Now, an old BASIC-86 version from DOS 1 seems to work: basic-86.zip
This is cool. Thank you. I did not realize that msbasic was using call 5. will monitor my old apps. I will look at the new fob parser on Friday.
Hello.
So here is the new parser:
pak.zip
I also made a few tweaks to the test command and increased largely the number of tests.
It matches with 3 configs:
- #define DOS11=PCDOS1.10
- #define DOS20=PCDOS2.10
- default=PCDOS7.01=MSDOS6.22=PCDOS5.02=PCDOS4.01=PCDOS3.3
Other types of DOS are at odds a bit (DR-DOS,FreeDOS) and I ignored the poor PCDOS1.0
I have noticed a last little weirdness, this time on the command line.
DOS >6 handles double quotes, other don't but ... I spotted that by adding a dump to the command line to the tool and it shows the discrepancy before and after 6.
You are behaving <6 but knowing that we are in a unix world it does not make any bit of concern, I think...
Hi!
Hello.
So here is the new parser:
pak.zip
I also made a few tweaks to the test command and increased largely the number of tests.

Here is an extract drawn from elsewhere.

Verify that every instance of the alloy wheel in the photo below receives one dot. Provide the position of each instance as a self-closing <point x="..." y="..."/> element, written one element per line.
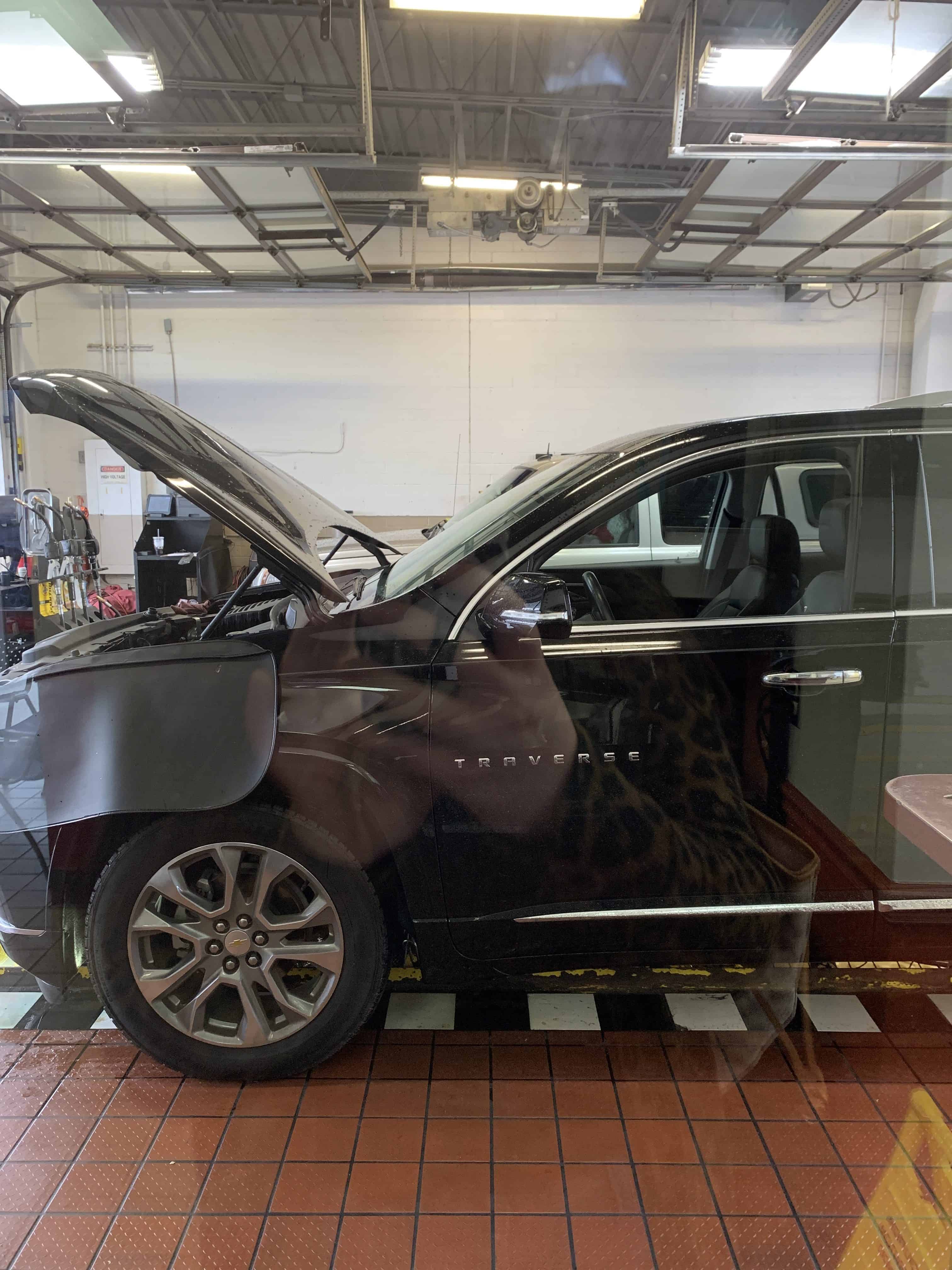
<point x="235" y="944"/>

Looked at it a little, it would be better to discuss this as a pull-request.
See at line 124:
#if defined(DOS11)
case '+':
case ';':
offset = fcb2 + 1;
state = 13;
break;
#endif
#if defined(DOS11)
case ':':
offset = fcb2 + 1;
state = 4;
break;
#endif
I think both defines could be joined together.
Can you give a little description to what each state represents? Like, 0 is start of command line, 2 is parsing after the dot on FCB1, etc.
Thanks!
No issues, will do some clean up first.
Thanks!
I already did a first review, with a few ideas.
Pushed your code.